We know very little about 4-wheel driving the way it is done around here. But when you are here for the 37th annual Jeep Safari Expo and the arena where after market products are being sold is a short walk from the campground, you might as well go. We are left with the impression that while you might leave a Jeep dealer with a 4-wheel drive package, you have many things to add or modify to increase your chances that your 4-wheeler will survive here. The vehicles ride high off the ground so you need special shock absorbers and some kind of air tanks that you refill along the way. If you want to ride through rivers, you need an air intake that intakes the air from way over your head. You want to take the doors off your jeep and add webbing to hold you in instead; the doors will just get bashed in anyway. You need an especially sturdy bumper with a winch on it, both to be rescued and to rescue others. From a short video we saw the winch can also be used to keep you top up when you are in a situation where gravity would cause you to tip over. Generally you want to harden your vehicle so that encounters with rocks will not cause much damage. To this end one vendor sold bumpers, side armor, rock doors, rock sliders, side armor, and sport cages.
During the safari weekend, people register to take certain trails and they are lead through them by local aficionados who can enhance their chances of returning in one piece. The trails are rated as to difficulty and you might guess that trails named things like The Metal Masher, Hell's Revenge, and the Cliff Hanger are not to be taken by someone who just bought his new SUV. The trails also are rated numerically. Here's the definition of a #7: (#10 is the most challenging.) Trail consists of rock, sand and considerable slickrock with many steps exceeding 24". Steep inclines and declines are prevalent. Enhcanced off road equipment is required including front and rear locking devices, tall tires, maximum vehicle ground clearance, and tow hooks. A winch is desireable. Excellent driving skills are required. Vehicle mechanical or body damage is likley. Roll over possibilities exist. Sounds like fun???
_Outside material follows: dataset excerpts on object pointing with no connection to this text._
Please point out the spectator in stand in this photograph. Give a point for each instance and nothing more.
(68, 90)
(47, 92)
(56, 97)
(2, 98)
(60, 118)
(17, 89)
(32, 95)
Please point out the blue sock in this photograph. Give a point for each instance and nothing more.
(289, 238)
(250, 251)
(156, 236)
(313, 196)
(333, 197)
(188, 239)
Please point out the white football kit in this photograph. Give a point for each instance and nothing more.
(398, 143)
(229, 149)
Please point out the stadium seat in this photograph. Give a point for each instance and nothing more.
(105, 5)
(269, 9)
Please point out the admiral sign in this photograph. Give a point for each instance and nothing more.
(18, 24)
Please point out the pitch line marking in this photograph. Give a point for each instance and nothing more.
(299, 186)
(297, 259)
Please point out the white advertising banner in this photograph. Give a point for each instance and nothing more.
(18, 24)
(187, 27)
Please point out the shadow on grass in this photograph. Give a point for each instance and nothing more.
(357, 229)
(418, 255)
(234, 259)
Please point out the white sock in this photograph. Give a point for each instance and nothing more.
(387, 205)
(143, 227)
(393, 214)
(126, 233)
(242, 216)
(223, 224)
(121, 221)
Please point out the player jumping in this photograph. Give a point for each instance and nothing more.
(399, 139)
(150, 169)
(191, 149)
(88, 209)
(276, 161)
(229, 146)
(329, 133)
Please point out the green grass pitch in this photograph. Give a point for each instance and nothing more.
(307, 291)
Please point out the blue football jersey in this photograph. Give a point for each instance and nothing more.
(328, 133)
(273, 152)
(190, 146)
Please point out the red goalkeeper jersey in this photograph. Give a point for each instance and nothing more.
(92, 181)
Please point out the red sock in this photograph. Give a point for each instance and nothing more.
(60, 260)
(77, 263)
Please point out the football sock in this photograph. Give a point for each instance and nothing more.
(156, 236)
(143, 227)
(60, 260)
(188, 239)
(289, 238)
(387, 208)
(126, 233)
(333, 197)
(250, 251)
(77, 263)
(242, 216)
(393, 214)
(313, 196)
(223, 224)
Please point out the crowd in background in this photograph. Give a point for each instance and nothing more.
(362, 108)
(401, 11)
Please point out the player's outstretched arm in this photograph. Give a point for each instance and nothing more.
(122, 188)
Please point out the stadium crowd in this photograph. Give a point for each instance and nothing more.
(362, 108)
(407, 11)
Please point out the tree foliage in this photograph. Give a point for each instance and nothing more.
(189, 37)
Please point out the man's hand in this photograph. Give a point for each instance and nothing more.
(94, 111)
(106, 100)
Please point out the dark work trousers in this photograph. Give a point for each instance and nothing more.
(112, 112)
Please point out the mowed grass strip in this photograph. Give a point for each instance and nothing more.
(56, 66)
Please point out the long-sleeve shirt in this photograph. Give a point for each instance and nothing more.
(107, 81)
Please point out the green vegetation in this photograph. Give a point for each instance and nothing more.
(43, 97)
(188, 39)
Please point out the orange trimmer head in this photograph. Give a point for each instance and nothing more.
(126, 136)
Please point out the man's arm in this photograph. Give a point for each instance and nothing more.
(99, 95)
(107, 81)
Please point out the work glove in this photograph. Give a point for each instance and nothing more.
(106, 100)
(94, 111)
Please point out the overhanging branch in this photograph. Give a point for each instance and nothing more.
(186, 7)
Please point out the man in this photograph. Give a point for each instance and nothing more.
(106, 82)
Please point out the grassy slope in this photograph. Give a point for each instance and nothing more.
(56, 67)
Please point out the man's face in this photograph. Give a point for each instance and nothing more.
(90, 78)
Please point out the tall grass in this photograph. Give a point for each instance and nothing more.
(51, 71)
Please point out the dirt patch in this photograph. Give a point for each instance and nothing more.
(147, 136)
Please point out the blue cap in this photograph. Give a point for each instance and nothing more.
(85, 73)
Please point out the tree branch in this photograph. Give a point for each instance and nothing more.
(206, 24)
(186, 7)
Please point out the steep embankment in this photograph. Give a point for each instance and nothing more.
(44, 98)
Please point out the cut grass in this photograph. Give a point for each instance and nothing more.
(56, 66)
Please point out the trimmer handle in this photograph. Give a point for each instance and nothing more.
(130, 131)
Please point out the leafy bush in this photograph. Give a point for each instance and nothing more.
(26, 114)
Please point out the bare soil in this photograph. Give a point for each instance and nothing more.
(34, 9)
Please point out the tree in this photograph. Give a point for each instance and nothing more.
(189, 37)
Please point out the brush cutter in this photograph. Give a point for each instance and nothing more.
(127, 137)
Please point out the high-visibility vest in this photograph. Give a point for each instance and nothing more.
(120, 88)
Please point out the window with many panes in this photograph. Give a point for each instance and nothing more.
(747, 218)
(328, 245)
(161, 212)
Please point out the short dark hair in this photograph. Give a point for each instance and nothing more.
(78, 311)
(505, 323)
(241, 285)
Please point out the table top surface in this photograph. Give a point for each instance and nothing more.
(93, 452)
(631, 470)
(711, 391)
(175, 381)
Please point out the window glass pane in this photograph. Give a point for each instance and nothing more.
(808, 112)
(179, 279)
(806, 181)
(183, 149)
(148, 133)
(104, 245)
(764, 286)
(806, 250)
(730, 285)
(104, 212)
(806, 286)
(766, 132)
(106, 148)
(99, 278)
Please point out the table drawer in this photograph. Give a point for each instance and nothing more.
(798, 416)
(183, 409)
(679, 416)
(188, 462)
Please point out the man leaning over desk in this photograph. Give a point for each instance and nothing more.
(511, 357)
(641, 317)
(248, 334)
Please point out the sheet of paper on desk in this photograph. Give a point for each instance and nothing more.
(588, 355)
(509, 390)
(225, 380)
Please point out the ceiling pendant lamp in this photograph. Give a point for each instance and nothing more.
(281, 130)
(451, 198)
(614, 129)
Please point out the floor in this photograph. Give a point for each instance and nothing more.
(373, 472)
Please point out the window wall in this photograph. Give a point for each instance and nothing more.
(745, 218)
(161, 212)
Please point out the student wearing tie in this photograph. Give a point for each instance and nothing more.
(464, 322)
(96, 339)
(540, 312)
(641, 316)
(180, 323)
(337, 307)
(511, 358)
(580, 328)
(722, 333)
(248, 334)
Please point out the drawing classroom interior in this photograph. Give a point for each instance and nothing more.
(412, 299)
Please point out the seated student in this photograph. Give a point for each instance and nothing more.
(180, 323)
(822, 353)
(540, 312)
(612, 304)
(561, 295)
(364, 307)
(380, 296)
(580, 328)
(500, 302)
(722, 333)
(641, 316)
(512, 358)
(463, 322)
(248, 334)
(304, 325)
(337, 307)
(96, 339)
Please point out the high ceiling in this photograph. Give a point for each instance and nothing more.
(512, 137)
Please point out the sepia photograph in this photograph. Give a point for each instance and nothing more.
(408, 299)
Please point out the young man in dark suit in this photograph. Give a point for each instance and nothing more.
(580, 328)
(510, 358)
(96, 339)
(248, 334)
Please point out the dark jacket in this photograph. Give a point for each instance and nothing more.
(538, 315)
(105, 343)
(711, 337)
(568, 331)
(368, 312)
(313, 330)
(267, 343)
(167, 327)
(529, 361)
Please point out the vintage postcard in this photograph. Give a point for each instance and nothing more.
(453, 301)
There were a few booths at Expo that reminded us that we are in a red state. Second amendment concerns were being aired and petitions circulated to prevent more land from being part of the national park/BLM/national forest systems. Generally as a blue stater, I'm all for protecting and conserving land, but when you look at a map of Utah, vast swathes of the state are already under government control. Even bleeding heart liberals like me could conclude at some point that enough is enough.
Having had enough of all things 4-wheel, we got on our two wheelers and rode a short bike trail along the Colorado River. Most of the bike trails around here are for mountain bikers - no pavement in sight - so we were pleased to find a trail that was just our speed.